A Node.js Express application deployed in production needs more than just node server.js. It needs environment configuration management that prevents secrets from leaking, a structured application lifecycle with clear startup and shutdown phases, zero-downtime deployment patterns that eliminate maintenance windows, and health and readiness endpoints that integrate with load balancers and orchestration platforms. This lesson builds the complete production application architecture for the MEAN Stack task manager API.
Deployment Patterns
| Pattern | Downtime | Complexity | Rollback |
|---|---|---|---|
| Restart (naive) | Brief | Low | Manual |
| PM2 graceful reload | Zero | Low | pm2 revert |
| Blue-Green (Docker) | Zero | Medium | Switch load balancer back |
| Rolling (Kubernetes) | Zero | High | Automatic on health check failure |
Health Check Types
| Endpoint | Returns | Used By | Checks |
|---|---|---|---|
/health/live |
200 if process is running | Kubernetes liveness probe | Process alive — if fails, restart container |
/health/ready |
200 if ready for traffic | Kubernetes readiness probe + load balancer | DB connected, cache connected, not shutting down |
/health |
200 with full status JSON | Monitoring dashboards, humans | All dependencies with status details |
dotenv-flow instead of plain dotenv for environment configuration. dotenv-flow loads files in order: .env (base), .env.local (local overrides, gitignored), .env.production (production defaults, committed), .env.production.local (production local overrides, gitignored). Variables in later files override earlier ones. This layered approach allows committed base configuration with local and environment-specific overrides without complex CI configuration./health/ready endpoint must return 503 during startup (before dependencies are connected) and during shutdown (after server.close() is called). If it returns 200 during startup, the load balancer routes traffic before the app is ready — requests fail. If it keeps returning 200 during shutdown, the load balancer keeps sending traffic to a draining server — responses are dropped as connections close. The isReady flag is the most critical state in the application lifecycle.Complete Production Application Architecture
// src/config/env.js — Environment validation and access
const path = require('path');
// Load .env files in order (dotenv-flow pattern)

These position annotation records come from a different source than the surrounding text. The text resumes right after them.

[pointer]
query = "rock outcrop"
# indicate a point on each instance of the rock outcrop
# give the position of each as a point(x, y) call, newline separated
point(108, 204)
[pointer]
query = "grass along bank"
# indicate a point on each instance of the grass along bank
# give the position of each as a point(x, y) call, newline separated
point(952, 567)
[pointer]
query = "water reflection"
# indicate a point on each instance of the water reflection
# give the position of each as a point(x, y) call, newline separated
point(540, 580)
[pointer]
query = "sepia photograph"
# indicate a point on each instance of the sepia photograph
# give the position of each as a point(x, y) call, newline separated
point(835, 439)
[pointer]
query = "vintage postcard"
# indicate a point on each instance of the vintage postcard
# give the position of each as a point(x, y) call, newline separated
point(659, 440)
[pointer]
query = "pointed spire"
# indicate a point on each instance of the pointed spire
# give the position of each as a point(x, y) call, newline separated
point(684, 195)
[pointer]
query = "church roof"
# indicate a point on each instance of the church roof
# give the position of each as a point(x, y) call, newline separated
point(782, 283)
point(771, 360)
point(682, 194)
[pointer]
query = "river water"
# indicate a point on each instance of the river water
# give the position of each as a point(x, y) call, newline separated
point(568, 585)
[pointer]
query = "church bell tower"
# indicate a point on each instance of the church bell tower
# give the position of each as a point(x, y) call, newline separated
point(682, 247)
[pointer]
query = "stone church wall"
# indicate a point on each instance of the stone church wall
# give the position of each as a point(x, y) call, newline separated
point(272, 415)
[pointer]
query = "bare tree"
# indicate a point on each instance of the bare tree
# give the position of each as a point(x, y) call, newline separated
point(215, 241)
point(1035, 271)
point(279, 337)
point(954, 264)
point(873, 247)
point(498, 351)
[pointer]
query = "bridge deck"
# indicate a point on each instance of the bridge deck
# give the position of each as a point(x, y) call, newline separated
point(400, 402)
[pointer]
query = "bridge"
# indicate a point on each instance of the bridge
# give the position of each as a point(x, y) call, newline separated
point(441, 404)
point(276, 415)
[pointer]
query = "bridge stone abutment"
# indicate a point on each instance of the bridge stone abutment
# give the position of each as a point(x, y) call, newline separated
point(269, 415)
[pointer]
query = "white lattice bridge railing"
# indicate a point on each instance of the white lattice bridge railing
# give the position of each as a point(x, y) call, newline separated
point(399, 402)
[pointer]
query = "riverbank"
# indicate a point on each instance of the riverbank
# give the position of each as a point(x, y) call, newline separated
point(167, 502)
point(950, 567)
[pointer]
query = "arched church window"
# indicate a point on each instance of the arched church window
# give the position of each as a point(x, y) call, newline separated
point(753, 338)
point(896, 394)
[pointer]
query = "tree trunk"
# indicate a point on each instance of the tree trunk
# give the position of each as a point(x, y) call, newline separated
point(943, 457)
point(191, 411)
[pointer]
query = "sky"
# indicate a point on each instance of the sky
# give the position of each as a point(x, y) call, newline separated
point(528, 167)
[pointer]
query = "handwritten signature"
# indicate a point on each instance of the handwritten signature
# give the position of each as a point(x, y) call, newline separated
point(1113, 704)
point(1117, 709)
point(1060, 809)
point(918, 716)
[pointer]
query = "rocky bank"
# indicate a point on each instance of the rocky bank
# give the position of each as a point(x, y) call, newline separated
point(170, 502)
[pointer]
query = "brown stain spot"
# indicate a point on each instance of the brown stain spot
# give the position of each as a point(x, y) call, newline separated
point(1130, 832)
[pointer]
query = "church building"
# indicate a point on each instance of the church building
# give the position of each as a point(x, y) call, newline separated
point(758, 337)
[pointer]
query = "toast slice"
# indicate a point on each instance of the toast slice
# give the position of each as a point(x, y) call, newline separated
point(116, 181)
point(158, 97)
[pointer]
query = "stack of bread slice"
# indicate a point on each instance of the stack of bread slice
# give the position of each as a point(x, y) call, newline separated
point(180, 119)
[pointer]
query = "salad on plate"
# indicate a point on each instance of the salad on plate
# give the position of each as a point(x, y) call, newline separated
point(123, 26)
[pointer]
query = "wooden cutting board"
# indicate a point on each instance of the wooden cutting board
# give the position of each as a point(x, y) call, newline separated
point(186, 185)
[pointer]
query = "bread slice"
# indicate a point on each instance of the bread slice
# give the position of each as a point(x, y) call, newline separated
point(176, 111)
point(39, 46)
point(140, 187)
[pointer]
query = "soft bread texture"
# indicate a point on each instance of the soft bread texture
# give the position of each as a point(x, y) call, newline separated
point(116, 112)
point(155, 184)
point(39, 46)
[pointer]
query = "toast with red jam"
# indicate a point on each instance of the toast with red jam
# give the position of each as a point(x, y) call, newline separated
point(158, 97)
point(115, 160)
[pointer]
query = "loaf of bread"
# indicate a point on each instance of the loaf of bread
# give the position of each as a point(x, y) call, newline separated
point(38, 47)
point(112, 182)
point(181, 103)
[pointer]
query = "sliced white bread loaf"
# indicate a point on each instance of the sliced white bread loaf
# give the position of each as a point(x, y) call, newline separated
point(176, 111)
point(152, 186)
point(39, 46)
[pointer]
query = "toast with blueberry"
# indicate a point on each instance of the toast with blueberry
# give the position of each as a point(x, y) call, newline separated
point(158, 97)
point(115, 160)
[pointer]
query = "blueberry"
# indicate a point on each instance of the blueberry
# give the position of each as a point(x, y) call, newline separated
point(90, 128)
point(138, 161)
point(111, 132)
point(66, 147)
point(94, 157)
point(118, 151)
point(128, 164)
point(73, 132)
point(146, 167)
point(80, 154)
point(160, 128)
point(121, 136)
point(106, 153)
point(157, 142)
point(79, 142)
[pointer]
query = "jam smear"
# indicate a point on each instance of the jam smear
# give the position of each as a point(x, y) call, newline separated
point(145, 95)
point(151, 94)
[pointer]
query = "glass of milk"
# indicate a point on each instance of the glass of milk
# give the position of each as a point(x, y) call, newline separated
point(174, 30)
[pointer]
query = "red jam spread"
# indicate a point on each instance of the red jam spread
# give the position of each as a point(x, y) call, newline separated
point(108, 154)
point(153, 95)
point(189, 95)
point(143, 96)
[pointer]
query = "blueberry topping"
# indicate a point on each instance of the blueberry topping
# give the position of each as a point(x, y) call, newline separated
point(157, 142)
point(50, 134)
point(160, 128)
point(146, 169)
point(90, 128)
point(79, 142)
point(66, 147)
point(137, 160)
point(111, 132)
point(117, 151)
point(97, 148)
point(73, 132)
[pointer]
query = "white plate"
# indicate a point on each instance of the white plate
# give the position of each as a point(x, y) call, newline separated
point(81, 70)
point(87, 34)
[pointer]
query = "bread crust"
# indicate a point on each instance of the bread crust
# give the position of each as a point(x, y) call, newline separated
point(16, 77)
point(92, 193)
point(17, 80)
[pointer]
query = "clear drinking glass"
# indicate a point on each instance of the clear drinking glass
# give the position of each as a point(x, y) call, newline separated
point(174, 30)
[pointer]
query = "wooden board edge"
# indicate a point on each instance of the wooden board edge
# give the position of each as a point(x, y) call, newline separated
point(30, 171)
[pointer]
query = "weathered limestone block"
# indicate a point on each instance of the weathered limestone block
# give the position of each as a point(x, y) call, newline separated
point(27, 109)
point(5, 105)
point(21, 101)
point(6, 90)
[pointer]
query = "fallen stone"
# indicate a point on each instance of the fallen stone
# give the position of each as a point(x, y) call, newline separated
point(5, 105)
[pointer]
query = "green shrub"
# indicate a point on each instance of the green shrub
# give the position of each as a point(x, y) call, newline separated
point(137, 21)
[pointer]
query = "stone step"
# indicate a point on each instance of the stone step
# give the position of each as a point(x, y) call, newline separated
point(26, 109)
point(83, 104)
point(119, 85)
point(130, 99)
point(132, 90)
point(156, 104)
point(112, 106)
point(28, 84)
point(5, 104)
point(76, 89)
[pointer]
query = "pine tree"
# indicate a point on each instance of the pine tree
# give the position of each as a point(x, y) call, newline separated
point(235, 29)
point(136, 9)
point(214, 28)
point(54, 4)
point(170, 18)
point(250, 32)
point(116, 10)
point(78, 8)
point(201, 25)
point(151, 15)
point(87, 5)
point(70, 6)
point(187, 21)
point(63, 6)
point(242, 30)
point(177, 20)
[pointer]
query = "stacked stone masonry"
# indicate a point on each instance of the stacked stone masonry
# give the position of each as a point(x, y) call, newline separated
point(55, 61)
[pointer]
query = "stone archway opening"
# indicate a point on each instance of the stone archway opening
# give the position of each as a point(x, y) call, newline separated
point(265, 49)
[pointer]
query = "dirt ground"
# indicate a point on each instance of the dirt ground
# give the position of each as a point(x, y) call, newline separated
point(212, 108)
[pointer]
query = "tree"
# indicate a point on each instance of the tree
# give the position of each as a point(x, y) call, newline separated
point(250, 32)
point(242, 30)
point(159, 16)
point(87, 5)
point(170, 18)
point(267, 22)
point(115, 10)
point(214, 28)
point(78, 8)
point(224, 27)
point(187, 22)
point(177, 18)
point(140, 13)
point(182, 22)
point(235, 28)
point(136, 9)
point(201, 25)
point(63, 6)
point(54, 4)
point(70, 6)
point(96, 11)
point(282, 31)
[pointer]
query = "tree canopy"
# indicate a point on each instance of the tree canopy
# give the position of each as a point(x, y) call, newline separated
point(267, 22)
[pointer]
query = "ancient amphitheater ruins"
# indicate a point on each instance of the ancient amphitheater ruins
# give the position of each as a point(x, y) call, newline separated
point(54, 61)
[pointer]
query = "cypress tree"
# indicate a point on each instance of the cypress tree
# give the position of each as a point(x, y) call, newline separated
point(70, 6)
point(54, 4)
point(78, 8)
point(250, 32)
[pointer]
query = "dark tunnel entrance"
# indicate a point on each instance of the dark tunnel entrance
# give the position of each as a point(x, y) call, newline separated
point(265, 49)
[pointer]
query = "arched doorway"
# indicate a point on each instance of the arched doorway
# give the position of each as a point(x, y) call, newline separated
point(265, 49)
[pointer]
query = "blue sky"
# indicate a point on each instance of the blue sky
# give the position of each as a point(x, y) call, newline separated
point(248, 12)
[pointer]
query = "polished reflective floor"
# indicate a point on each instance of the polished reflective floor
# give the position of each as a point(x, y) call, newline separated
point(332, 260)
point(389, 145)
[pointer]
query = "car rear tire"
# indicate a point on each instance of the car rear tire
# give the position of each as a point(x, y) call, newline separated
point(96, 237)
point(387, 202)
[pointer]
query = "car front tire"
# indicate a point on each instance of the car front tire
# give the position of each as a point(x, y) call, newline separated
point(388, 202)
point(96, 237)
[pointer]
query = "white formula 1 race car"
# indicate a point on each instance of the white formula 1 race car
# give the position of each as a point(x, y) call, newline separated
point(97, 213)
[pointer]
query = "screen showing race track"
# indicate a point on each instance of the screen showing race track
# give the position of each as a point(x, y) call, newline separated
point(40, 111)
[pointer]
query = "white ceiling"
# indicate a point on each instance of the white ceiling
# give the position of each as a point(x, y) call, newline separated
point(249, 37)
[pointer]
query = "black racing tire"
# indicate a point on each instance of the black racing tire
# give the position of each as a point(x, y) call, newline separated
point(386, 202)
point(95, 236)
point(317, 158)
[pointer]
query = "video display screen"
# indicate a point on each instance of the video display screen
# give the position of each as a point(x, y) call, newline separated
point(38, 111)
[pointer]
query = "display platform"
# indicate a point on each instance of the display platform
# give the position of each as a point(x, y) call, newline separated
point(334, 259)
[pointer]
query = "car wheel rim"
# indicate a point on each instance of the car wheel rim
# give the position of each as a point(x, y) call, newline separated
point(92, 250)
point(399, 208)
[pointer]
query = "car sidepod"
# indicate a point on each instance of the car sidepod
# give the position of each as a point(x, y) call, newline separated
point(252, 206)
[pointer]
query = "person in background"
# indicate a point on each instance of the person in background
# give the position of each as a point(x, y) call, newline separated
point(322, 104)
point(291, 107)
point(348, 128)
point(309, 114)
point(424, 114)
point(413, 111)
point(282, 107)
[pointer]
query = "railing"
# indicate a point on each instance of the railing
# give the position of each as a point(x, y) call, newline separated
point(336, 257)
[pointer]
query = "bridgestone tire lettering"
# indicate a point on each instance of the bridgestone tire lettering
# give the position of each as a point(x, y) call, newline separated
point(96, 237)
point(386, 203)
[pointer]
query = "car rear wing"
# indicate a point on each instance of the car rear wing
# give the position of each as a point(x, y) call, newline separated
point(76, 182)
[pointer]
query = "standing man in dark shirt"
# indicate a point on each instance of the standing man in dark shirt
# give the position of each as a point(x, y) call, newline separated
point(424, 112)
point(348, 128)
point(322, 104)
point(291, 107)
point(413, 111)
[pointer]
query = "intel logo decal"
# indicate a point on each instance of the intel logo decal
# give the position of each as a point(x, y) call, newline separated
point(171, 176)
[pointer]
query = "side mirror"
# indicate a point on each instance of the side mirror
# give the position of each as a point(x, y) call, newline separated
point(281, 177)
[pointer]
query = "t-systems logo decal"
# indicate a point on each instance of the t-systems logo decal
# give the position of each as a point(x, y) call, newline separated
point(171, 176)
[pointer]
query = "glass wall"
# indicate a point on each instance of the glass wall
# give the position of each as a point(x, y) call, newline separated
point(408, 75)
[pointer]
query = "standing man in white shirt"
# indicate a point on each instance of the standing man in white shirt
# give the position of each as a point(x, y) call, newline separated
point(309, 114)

['', '.local', `.${process.env.NODE_ENV}`, `.${process.env.NODE_ENV}.local`]
.filter(Boolean)
.forEach(suffix => {
const envFile = path.resolve(process.cwd(), `.env${suffix}`);
try {
require('dotenv').config({ path: envFile, override: false });
} catch {} // file may not exist
});
// Validate required variables
const schema = {
NODE_ENV: { required: true, default: 'development' },
PORT: { required: false, default: '3000', type: 'number' },
MONGO_URI: { required: true },
JWT_SECRET: { required: true, minLength: 32 },
REFRESH_SECRET: { required: true, minLength: 32 },
REDIS_URL: { required: false, default: 'redis://localhost:6379' },
LOG_LEVEL: { required: false, default: 'info' },
CORS_ORIGINS: { required: false, default: 'http://localhost:4200' },
};
const errors = [];
const env = {};
for (const [key, rules] of Object.entries(schema)) {
const raw = process.env[key] ?? rules.default;
if (rules.required && !raw) {
errors.push(`Missing required: ${key}`);
continue;
}
if (rules.minLength && raw && raw.length < rules.minLength) {
errors.push(`${key} must be at least ${rules.minLength} characters`);
}
env[key] = rules.type === 'number' ? parseInt(raw, 10) : raw;
}
if (errors.length) {
console.error('Environment configuration errors:\n' + errors.join('\n'));
process.exit(1);
}
module.exports = env;
// ── src/server.js — production application lifecycle ─────────────────────
const mongoose = require('mongoose');
const app = require('./app');
const env = require('./config/env');
const { logger } = require('./config/logger');
const { getRedisClient } = require('./config/redis');
// Application state machine
const state = {
isStarting: true,
isReady: false,
isShuttingDown:false,
startTime: Date.now(),
};
// ── Health endpoints ─────────────────────────────────────────────────────
// Liveness — is the process running?
app.get('/health/live', (req, res) => {
if (state.isShuttingDown) return res.status(503).json({ status: 'shutting_down' });
res.json({ status: 'alive', uptime: process.uptime() });
});
// Readiness — is the process ready to serve traffic?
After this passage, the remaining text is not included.